The papers are reporting a study that compares public v private schools that concludes that public school students perform as well or better than private school students, with some notable exceptions.
The NYTimes reports the story here: http://www.nytimes.com/2006/07/15/education/15report.html
Can anyone out there who works in this field and has genuine expertise comment on this? Given the high number of private schools in Mississippi, this would seem relevant from a policy perspective.
The papers are reporting a study that compares public v private schools that concludes that public school students perform as well or better than private school students, with some notable exceptions. The NYTimes reports the story here: http://www.nytimes.com/2006/07/15/education/15report.html Can anyone out there who works in this field and has genuine expertise comment on this? Given the high number of private schools in Mississippi, this would seem relevant from a policy perspective.

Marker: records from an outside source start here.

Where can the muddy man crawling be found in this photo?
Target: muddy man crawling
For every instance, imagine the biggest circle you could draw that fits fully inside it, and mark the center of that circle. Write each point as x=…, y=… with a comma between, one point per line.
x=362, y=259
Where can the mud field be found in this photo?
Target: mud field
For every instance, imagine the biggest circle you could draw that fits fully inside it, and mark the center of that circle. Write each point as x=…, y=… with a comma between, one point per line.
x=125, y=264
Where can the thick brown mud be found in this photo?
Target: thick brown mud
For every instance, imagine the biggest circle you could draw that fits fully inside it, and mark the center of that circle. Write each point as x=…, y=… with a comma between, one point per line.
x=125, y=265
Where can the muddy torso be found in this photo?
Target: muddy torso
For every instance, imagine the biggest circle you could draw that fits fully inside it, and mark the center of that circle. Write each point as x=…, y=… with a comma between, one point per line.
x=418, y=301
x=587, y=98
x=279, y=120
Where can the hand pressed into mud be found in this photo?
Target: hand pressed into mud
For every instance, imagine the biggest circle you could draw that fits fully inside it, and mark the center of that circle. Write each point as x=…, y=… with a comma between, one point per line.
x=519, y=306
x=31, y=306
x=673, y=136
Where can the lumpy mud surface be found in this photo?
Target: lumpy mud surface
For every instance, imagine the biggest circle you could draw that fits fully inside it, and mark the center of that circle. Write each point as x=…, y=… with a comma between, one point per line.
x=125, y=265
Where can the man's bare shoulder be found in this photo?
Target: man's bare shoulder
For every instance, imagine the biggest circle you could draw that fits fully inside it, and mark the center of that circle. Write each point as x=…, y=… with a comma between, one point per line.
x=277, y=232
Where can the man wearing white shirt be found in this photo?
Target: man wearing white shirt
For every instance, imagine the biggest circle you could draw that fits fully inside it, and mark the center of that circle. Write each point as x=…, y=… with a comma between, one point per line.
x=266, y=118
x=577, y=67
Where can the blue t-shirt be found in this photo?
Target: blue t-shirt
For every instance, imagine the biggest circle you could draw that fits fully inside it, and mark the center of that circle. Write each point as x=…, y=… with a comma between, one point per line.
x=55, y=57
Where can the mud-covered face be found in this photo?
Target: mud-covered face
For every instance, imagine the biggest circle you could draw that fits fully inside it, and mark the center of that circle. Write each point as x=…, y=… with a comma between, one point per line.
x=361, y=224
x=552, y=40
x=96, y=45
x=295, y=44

Notice that the article cites "conservative Christian schools" for the worst academic performance, espeically in math. Perhaps relevant to Mississippi?
I'm confused about the basis of this report -- bearing in mind that I'm not a professional educator. In the Executive Summary, they mention "estimates" -- it's not clear to me as a lay person where their numbers come from. Is this based on test scores from a test all private schools give?
One needs to be a statistician not an educator to understand the methodology. To describe this in a nutshell, since private and religious schools are not bound by the No Child Left Behind ruling of W (though Charter Schools are) a different instrument was used. In this case "instrument" is a standardized test independent of the state tests administered for W's initiative.
The test was administered to 350,000+ students, representing roughly 7% of all public school students in the 4th and 8th grade at that time. The same proportion of students was tested for both reading and math. In the detailed methodology the authors show that the sample set used has a resonable distribution across the identified types of educational settings (Table 4 in Appendix A) but there is a a lower percentage of non-public school students tested. For Conservative Christian Schools (self identified as such) the testing rate was about 2.5% of all enrolled for reading and 1.5% for math. Most religious schools shy aware from standardized tests, though in the last 10 years major faith based universities (ie Oral Roberts University) do expect the SAT test after ETS removed any reference to evolution.